# geometry (3)

• Nov 7th 2009, 06:42 AM
thereddevils
geometry (3)
In the diagram , AOB is a diameter of the circle with centre O . ACX , BDY and DEC are tangents to the circle at A , B and E respectively . Show that

(1) angle COD =90

(2) OC . OD = 1/2 AB . CD
• Nov 7th 2009, 07:22 AM
Hello thereddevils
Quote:

Originally Posted by thereddevils
In the diagram , AOB is a diameter of the circle with centre O . ACX , BDY and DEC are tangents to the circle at A , B and E respectively . Show that

(1) angle COD =90

(2) OC . OD = 1/2 AB . CD

Part (1) is like your previous question: Geometry (1). Here's the outline of the proof. I'll leave the details to you.

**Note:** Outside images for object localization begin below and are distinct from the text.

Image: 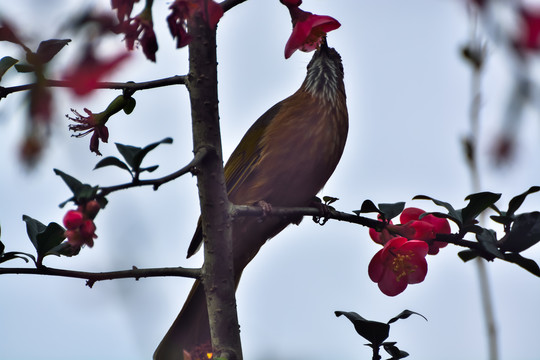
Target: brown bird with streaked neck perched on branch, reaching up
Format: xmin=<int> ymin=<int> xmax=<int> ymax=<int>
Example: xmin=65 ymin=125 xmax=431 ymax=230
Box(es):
xmin=154 ymin=38 xmax=349 ymax=360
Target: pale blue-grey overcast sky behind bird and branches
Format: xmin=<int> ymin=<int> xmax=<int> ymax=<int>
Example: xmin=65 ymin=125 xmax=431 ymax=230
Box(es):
xmin=0 ymin=0 xmax=540 ymax=360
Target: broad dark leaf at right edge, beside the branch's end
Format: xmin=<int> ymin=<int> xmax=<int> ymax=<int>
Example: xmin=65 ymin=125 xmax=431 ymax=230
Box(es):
xmin=501 ymin=211 xmax=540 ymax=252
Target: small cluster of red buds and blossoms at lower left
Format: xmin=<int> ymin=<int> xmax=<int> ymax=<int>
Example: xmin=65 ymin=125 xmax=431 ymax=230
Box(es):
xmin=64 ymin=200 xmax=101 ymax=248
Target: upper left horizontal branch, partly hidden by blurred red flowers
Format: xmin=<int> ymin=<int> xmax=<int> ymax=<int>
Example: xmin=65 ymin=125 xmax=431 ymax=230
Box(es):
xmin=0 ymin=75 xmax=187 ymax=99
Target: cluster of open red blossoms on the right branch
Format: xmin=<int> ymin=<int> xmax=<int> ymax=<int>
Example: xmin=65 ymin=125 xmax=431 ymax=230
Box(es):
xmin=368 ymin=207 xmax=450 ymax=296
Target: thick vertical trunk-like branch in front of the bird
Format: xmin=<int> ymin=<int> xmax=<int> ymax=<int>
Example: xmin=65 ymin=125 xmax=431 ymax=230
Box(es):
xmin=188 ymin=11 xmax=242 ymax=360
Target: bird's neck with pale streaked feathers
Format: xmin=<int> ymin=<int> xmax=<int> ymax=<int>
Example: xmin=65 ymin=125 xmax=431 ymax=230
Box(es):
xmin=302 ymin=56 xmax=345 ymax=103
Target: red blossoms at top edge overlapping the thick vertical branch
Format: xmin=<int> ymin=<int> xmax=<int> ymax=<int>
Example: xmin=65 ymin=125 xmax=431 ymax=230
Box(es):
xmin=167 ymin=0 xmax=223 ymax=48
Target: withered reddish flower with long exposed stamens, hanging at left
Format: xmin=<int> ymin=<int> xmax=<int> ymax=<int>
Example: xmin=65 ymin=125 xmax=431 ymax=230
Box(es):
xmin=66 ymin=108 xmax=109 ymax=155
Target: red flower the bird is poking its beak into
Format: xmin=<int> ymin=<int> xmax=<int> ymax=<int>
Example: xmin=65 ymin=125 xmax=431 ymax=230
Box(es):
xmin=281 ymin=0 xmax=341 ymax=59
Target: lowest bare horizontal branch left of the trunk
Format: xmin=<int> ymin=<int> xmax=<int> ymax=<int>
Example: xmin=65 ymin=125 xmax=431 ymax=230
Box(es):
xmin=0 ymin=266 xmax=201 ymax=287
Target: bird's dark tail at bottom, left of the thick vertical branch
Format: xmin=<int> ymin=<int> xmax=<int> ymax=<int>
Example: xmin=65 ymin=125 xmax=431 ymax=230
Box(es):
xmin=154 ymin=280 xmax=211 ymax=360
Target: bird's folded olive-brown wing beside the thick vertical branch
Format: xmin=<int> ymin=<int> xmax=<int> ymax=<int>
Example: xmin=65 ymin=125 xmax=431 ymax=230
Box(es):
xmin=187 ymin=103 xmax=281 ymax=258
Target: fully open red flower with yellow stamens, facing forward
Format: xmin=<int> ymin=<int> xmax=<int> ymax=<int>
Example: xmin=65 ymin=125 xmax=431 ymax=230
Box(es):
xmin=368 ymin=237 xmax=428 ymax=296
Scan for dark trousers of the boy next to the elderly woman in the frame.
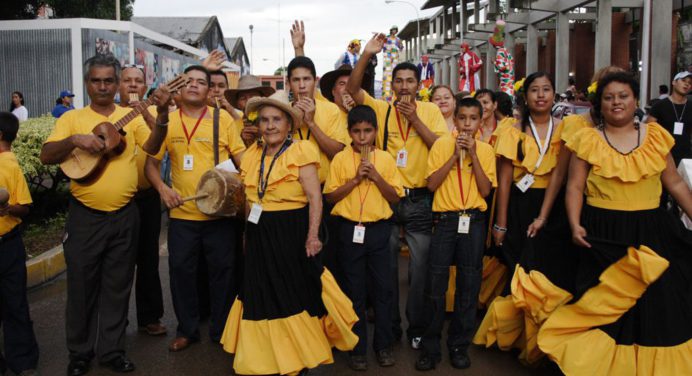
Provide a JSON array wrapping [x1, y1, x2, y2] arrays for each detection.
[[335, 219, 394, 355]]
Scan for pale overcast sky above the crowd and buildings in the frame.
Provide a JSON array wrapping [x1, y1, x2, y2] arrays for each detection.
[[134, 0, 437, 79]]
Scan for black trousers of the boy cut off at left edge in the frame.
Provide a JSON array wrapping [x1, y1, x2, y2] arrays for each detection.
[[0, 230, 38, 374]]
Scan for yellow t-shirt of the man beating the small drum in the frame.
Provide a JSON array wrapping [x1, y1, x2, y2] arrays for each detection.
[[155, 107, 245, 221]]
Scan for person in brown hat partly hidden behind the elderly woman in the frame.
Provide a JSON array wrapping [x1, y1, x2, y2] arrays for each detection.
[[224, 75, 274, 147]]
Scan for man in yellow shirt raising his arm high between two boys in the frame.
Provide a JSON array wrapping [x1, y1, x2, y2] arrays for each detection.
[[346, 34, 447, 348]]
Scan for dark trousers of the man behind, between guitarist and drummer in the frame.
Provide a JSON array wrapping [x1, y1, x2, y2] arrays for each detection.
[[135, 188, 163, 326]]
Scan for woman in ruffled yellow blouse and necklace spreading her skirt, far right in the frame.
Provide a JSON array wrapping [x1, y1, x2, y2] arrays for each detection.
[[538, 73, 692, 375]]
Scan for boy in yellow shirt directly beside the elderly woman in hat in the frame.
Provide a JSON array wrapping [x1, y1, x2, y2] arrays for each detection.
[[324, 105, 404, 371]]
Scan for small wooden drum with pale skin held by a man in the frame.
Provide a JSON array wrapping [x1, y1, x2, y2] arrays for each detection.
[[195, 168, 245, 217]]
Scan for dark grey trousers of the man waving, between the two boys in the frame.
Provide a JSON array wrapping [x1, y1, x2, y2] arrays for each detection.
[[389, 192, 433, 338]]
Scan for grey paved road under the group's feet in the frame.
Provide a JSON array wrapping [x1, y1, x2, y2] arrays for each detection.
[[24, 235, 560, 376]]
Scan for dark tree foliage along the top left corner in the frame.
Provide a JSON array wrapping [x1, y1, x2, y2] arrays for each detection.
[[0, 0, 135, 21]]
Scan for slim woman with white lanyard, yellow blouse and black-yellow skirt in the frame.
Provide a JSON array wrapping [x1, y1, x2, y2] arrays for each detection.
[[474, 72, 576, 363]]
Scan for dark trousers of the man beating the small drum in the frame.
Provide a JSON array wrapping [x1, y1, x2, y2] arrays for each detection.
[[168, 219, 237, 342]]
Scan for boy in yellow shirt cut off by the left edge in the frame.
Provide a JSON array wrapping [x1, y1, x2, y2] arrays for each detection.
[[0, 112, 38, 375]]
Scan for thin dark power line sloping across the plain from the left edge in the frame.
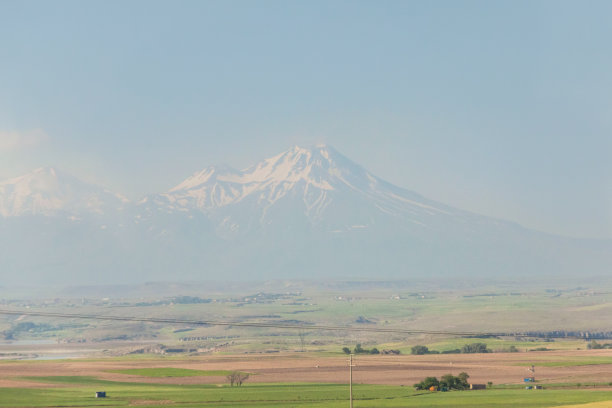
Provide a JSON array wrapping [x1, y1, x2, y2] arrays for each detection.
[[0, 309, 565, 337]]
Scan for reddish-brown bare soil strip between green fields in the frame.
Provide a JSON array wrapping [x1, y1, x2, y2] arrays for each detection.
[[0, 350, 612, 388]]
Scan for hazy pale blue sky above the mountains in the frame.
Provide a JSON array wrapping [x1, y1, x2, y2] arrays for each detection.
[[0, 0, 612, 238]]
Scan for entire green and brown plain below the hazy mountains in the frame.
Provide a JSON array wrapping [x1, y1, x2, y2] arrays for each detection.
[[0, 283, 612, 408]]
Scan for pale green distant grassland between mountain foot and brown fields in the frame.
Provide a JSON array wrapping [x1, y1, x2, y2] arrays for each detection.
[[5, 283, 612, 353]]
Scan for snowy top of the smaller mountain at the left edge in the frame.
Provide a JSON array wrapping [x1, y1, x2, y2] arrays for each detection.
[[0, 167, 128, 217]]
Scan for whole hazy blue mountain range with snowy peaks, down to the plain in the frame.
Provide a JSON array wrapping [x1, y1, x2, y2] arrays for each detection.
[[0, 146, 612, 283]]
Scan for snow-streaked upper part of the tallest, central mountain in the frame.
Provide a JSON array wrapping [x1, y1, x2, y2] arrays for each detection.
[[141, 145, 492, 236]]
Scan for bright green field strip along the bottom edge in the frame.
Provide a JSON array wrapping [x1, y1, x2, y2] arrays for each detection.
[[0, 376, 612, 408]]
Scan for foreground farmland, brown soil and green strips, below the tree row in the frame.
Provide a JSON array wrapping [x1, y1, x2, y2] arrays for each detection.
[[0, 350, 612, 407]]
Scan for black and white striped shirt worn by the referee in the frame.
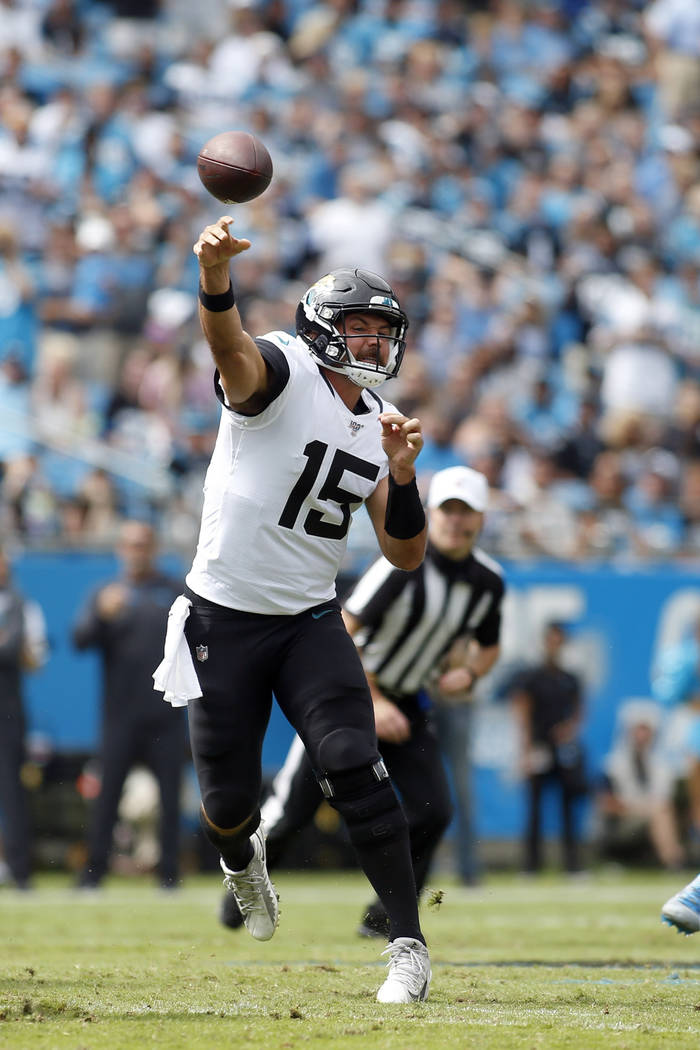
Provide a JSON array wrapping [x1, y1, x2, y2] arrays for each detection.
[[344, 544, 505, 696]]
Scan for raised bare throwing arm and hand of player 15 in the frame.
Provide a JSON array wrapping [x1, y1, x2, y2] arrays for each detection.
[[193, 215, 268, 405]]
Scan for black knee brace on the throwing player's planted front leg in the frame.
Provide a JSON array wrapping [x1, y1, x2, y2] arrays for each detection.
[[319, 758, 407, 845]]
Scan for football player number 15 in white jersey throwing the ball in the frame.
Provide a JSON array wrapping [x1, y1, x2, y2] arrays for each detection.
[[154, 215, 430, 1003]]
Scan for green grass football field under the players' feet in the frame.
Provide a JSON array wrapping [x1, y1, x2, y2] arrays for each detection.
[[0, 872, 700, 1050]]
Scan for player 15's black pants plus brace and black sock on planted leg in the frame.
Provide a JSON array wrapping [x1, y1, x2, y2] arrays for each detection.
[[185, 591, 422, 938]]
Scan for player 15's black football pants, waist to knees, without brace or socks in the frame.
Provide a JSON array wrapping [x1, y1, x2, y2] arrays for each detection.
[[185, 592, 379, 830]]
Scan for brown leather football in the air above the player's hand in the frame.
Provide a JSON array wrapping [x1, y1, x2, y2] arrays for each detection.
[[197, 131, 272, 204]]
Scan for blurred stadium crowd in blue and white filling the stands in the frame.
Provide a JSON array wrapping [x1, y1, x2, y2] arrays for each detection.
[[0, 0, 700, 562]]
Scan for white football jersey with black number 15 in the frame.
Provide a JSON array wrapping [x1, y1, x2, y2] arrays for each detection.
[[187, 332, 396, 613]]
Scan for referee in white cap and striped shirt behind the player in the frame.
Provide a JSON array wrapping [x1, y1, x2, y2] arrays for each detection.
[[220, 466, 505, 937]]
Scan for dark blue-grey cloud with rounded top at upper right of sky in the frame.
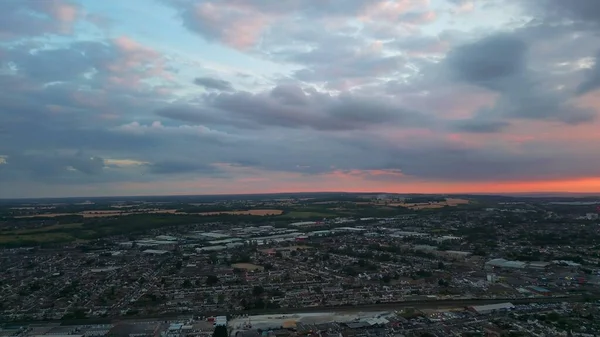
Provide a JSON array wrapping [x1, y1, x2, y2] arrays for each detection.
[[445, 33, 596, 126]]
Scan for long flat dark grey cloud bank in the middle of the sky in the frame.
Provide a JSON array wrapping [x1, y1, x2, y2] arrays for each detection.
[[157, 85, 427, 131]]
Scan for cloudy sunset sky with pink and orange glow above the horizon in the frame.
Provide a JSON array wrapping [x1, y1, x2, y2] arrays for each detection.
[[0, 0, 600, 198]]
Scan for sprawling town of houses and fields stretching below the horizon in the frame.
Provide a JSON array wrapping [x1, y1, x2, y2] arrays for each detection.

Let $\displaystyle \angle ACO = x, \angle EDO = y$.

Then $\displaystyle \angle ECO = x$ and $\displaystyle \angle BDO = y$ (congruent $\displaystyle \triangle$'s)

Then look at the quadrilateral $\displaystyle ACDB$. Can you see why $\displaystyle 2x+2y = 180^o$? Hence $\displaystyle x+y=90^o$. Then look at $\displaystyle \triangle COD$, and you're there.

Part (2) Let $\displaystyle AC = CE = p,\,ED=BD = q,\, AO=EO=BO =r$.

Then look at the areas:

$\displaystyle OC\cdot OD = 2\triangle OCD$
$\displaystyle = 2(\triangle OCE + \triangle ODE)$

$\displaystyle =2(\tfrac12pr + \tfrac12qr)$

$\displaystyle =(p+q)r$

$\displaystyle = \tfrac12CD\cdot AB$